Closed broeder-j closed 4 years ago
ok the calcjob hash on the CI is different...
Thanks! I will give this a more thorough review later, but regarding the first point: We can definitely merge this even if it's not 100% ready yet, since the same is true for the package as a whole.
Let me know if you want me to take a look at the CI issue.
Also I am not sure how to resolve these pre-commit mypy issues:
tests/export_cache/test_export_cache.py:23: error: Class cannot subclass 'WorkChain' (has type 'Any')
tests/export_cache/test_export_cache.py:23: error: Base type WorkChain becomes "Any" due to an unfollowed import
aiida_testing/export_cache/_fixtures.py:315: error: Need type annotation for 'union_pk' (hint: "union_pk: Set[<type>] = ...")
Found 3 errors in 2 files (checked 13 source files)
I've added comments on how to fix the mypy
issues - but I'm also not 100% convinced if mypy
is a net benefit here, given that I also have limited experience with it so far.
This depends on whether you (and the other contributors) want to get acquainted with mypy
, or if it's mostly a nuisance.
Tagging @PhilippRue @ltalirz for comment.

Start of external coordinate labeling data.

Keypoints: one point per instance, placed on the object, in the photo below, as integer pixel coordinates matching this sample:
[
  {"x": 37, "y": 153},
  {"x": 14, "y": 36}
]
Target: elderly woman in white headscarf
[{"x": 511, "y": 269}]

Up to you, guys. I've never used mypy, but now that python 3.5 is the lowest python version we support, and 3.6 will be it in September, I would say it's only a matter of time for type hints to enter aiida-core (they would certainly be welcome!).

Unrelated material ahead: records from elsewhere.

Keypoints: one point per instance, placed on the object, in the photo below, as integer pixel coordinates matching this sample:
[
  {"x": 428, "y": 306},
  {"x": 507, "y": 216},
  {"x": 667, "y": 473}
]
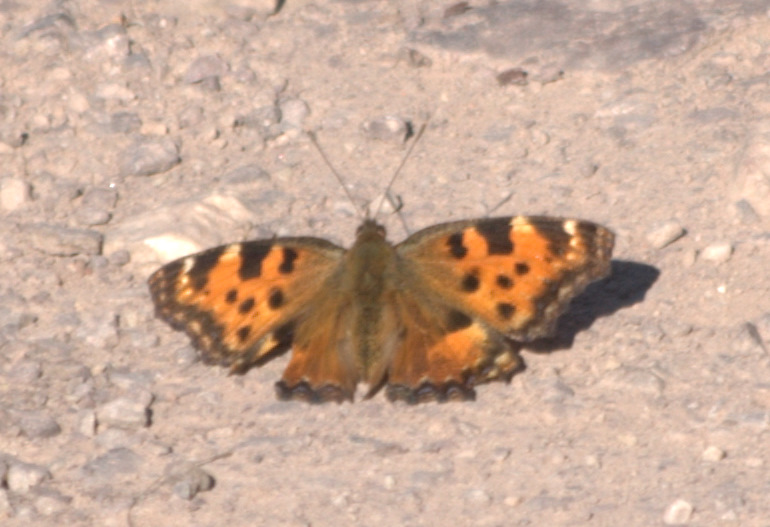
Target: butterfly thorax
[{"x": 370, "y": 265}]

Since there seem to be a couple of different flavors (+ changes again in 3.6), I'd appreciate it if someone who has experience would write a short AEP on how we should go about this.
Well, then maybe aiida-testing
is a decent testing ground for that, too.
With "different flavors", do you mean external libraries? In the standard, I'm only aware of the typing
module - and newer Python versions just add to that (and where hints are allowed).
Right, I just meant the different places for type hints - there is PEP 483, 484, 526, 3107 etc. - not external libraries. I guess it's quite straightforward if you've used it once.
Oh, I see. The way I understand it so far is these PEPs mostly build upon each other.. so there's no competition between flavors, just different levels of what's possible.
concerning mypy. it would be nice if one could ignore all types injected from external libary imports. Which is the only think I find annoying. Also the type annotations make things less readable in my opinion. Through I see the benefits.
The external library imports can be ignored by adding an entry in https://github.com/aiidateam/aiida-testing/blob/develop/mypy.ini, for each import that should be ignored.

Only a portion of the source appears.